Six years after this opinion was rendered, the lis pendens statute was enacted, see Ga. L. 1939, supra, thereby superseding Walker and *494its holding that a valid notice of lis pendens arose by the mere filing of a suit in one county involving realty in another county. The Lis Pendens Act of 1939 “marked a considerable advance in property law reform.” Hinkel, supra. Rejecting the Walker holding that purchasers of land were charged with notice of pending suits involving title filed anywhere in the State, the new law provided that, “in order for [the] constructive notice to be operative, a notice of lis pendens must be filed [cit.],” Vance v. Lomas Mtg. USA, 263 Ga. 33, 35 (1) (426 SE2d 873) (1993), with the further specification that the notice must be “entered on the lis pendens docket of the county where the land lies.” Hinkel, supra. See also OCGA § 44-14-610.

It thus appears that the entire premise behind Walker’s holding was superseded by OCGA § 44-14-610. In lieu of a constructive notice assumed from the mere filing of a lawsuit anywhere in the State, OCGA § 44-14-610 substitutes a constructive notice created solely from the proper filing of a lis pendens at a specific court on a specific docket in the specific county where the real property is located. It is contrary to the legislative history of the Lis Pendens Act to engraft, as the majority attempts, the common law concept behind Walker onto our modern lis pendens statute merely in order to avoid the consequences created by the engrafting of another, equally outdated common law concept onto the same statute, namely, the idea that a lis pendens is only valid in “ ‘the court before which the underlying litigation was filed.’ [Cit.]” Majority Opinion, p. 489.

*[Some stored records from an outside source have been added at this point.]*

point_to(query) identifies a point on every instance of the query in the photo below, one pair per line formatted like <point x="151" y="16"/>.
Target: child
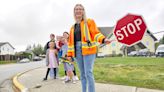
<point x="51" y="59"/>
<point x="68" y="63"/>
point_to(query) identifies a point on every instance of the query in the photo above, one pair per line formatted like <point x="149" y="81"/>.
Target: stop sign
<point x="130" y="29"/>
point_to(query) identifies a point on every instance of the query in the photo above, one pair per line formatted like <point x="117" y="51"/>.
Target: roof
<point x="3" y="43"/>
<point x="106" y="31"/>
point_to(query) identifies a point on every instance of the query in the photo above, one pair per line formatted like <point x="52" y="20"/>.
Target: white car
<point x="160" y="51"/>
<point x="24" y="60"/>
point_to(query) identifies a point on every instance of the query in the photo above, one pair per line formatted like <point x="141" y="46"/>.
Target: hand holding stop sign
<point x="130" y="29"/>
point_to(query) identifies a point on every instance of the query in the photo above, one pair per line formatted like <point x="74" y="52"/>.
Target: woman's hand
<point x="68" y="58"/>
<point x="107" y="41"/>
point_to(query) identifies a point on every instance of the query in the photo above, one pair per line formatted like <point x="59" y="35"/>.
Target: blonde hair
<point x="84" y="14"/>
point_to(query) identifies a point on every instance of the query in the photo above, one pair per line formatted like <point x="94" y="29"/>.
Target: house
<point x="6" y="48"/>
<point x="116" y="48"/>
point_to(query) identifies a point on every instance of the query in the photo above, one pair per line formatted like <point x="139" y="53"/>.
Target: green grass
<point x="7" y="62"/>
<point x="133" y="71"/>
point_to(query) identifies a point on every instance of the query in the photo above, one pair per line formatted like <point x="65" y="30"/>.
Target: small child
<point x="68" y="62"/>
<point x="51" y="59"/>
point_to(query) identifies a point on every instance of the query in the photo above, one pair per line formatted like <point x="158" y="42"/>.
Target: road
<point x="9" y="70"/>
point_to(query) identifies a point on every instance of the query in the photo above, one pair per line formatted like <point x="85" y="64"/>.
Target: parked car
<point x="24" y="60"/>
<point x="144" y="52"/>
<point x="133" y="53"/>
<point x="160" y="51"/>
<point x="36" y="58"/>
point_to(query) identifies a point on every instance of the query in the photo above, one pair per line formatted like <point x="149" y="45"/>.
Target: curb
<point x="18" y="87"/>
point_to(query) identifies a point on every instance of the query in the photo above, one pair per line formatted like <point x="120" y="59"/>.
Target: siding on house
<point x="6" y="48"/>
<point x="114" y="48"/>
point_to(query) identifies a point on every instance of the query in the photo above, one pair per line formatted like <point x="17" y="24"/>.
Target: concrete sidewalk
<point x="32" y="80"/>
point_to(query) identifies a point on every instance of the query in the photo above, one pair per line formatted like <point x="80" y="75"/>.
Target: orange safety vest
<point x="89" y="32"/>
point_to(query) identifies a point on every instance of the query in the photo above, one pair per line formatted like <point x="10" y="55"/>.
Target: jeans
<point x="85" y="64"/>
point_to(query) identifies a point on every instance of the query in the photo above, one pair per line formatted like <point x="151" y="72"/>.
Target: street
<point x="9" y="70"/>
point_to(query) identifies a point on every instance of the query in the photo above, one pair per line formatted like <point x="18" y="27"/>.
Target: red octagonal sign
<point x="130" y="29"/>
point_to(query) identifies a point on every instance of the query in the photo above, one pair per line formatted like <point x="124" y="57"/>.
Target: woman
<point x="82" y="44"/>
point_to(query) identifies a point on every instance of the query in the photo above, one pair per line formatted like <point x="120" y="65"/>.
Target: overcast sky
<point x="25" y="22"/>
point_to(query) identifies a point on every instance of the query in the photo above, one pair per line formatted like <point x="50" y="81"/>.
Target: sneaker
<point x="44" y="79"/>
<point x="76" y="78"/>
<point x="66" y="81"/>
<point x="73" y="81"/>
<point x="63" y="78"/>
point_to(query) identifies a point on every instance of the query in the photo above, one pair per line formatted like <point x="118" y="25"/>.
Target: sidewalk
<point x="32" y="80"/>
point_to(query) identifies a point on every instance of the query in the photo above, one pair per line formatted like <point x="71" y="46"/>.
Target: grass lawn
<point x="7" y="62"/>
<point x="133" y="71"/>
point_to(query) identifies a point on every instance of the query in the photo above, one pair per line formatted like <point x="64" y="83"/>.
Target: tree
<point x="37" y="50"/>
<point x="161" y="41"/>
<point x="28" y="47"/>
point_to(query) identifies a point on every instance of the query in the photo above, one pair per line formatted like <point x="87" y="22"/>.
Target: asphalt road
<point x="9" y="70"/>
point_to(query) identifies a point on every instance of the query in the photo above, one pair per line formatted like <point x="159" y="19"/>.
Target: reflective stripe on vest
<point x="86" y="32"/>
<point x="97" y="36"/>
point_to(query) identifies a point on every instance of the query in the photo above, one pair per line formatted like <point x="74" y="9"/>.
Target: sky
<point x="27" y="22"/>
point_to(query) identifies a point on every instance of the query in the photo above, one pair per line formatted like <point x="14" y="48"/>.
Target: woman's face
<point x="65" y="35"/>
<point x="51" y="44"/>
<point x="79" y="11"/>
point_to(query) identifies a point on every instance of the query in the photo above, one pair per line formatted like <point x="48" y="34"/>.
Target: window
<point x="113" y="44"/>
<point x="147" y="43"/>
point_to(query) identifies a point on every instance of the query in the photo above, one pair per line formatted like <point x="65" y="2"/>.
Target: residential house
<point x="115" y="48"/>
<point x="6" y="48"/>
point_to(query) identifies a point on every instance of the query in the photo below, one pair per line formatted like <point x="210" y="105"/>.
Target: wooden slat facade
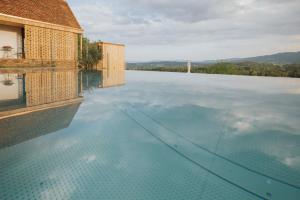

I cannot agree with the majority’s efforts to warp Walker out of its historical and legal context to obtain the result the majority clearly desires, the barring of out-of-state litigants from accessing Georgia courts to file valid lis pendens. Nothing requires this Court to limit lis pendens in the manner set forth in the majority opinion. Clearly, the plain language of OCGA § 44-14-610 does not mandate that holding. That statute requires only that the action involve real property and contains absolutely no limitation language regarding the situs of the underlying litigation. The case law on which the majority relies, wrenched out of its historical and legal context, does not compel the majority’s result, yet the majority refuses to reject it under the peculiar idea that such action by this Court would constitute an “expansion” of the doctrine of lis pendens that can only be handled by the General Assembly. In support of this idea, the majority cites cases clearly distinguishable in that they involved situations where parties asked us to create an entirely new means to levy on property, Powers v. CDSaxton Properties, 285 Ga. 303 (676 SE2d 186) (2009), and raised legitimate policy concerns regarding the effect of this Court’s long-established interpretation of a procedural statute. Atmos Energy Corp. v. Ga. Public Svc. Comm., 285 Ga. 133 (674 SE2d 312) (2009). The case before us now does not *495implicate any of the concerns that have properly warranted our referral of matters to the General Assembly. Rather than an expansion of the statute, we would merely be construing it in a manner consistent with the Legislature’s original intent. Accordingly, I would recognize that, rather than being a matter for the Legislature, this case embodies the very purpose of the courts: to construe the language of statutes, reconcile conflicts between statutes and older case law and reevaluate the validity of our own precedent.

Therefore, because I cannot agree with the majority’s resurrection of moribund case law and the imposition of a limitation on OCGA § 44-14-610 contrary to its provisions and inconsistent with the long-standing practice of our bench and bar, I respectfully dissent.